The marauders set fire to tents at the Mudende camp--which houses 8,000 Tutsi refugees from northeastern Congo--and attacked the civilians with machetes and guns, said Paul Stromberg, spokesman for the Office of the U.N. High Commissioner for Refugees.
Two Rwandan soldiers guarding the camp also were killed, and another two were wounded, army Col. Kayumba Nyamwasa said.
Three hundred Hutu insurgents and several hundred local Hutu civilians overwhelmed 15 soldiers guarding the camp, Nyamwasa said. The government sent reinforcements to stop the assault, and 12 assailants were killed before the rest fled, he said.
The attackers included local civilians who had been employed by aid agencies running the camp, Nyamwasa added.

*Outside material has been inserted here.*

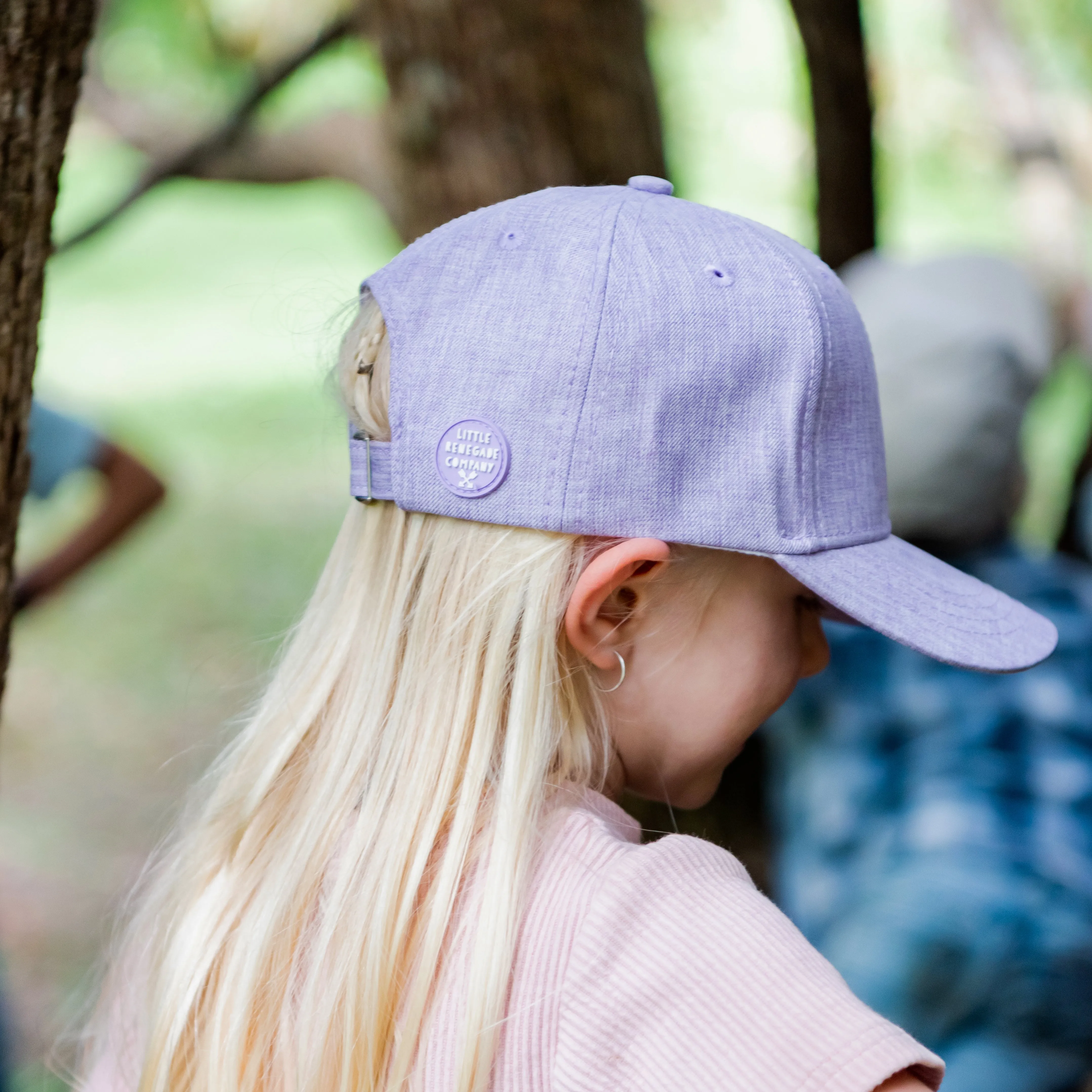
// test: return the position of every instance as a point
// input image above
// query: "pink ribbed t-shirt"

After the attack, most of the refugees fled to the nearby Nkamira transit camp, from which they will be moved to a safer area, the U.N. spokesman said.
Residents of the Mudende camp had fled their homes last year to escape attacks by former Rwandan Hutu soldiers and militias based in camps across the border in Zaire, which since has been renamed Congo.

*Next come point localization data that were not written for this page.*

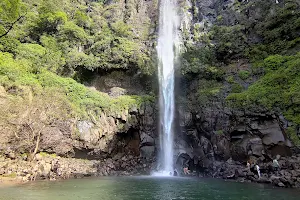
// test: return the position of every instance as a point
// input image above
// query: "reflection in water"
(149, 188)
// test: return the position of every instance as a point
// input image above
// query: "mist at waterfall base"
(166, 50)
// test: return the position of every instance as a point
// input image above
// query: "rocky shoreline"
(50, 167)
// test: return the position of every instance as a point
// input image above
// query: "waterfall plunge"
(168, 41)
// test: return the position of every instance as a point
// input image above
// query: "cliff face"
(227, 105)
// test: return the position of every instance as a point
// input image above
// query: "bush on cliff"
(278, 89)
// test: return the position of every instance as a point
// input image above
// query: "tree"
(10, 14)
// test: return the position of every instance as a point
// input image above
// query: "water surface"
(134, 188)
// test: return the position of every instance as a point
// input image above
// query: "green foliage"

Several hundred people--including Rwandan civilians, Hutu insurgents and members of the Tutsi-dominated Rwandan Patriotic Army--have been killed in northwestern Rwanda in the past month.
Rwanda is plagued by a bloody rivalry between Hutus and minority Tutsis, who now control the Central African nation's government. In 1994, a government dominated by Hutus presided over the slaughter of more than 800,000 Tutsis and politically moderate Hutus.
Nyamwasa said that, in the past two or three weeks, Hutu rebels in northwestern Rwanda have focused their attacks on civilians, a shift from previous attacks that more often targeted soldiers.
He said Friday's attack, carried out with clubs, machetes and guns, was reminiscent of the 1994 genocide. "Before they were killing Tutsis and moderate Hutus," Nyamwasa said, "and that's what they are doing now."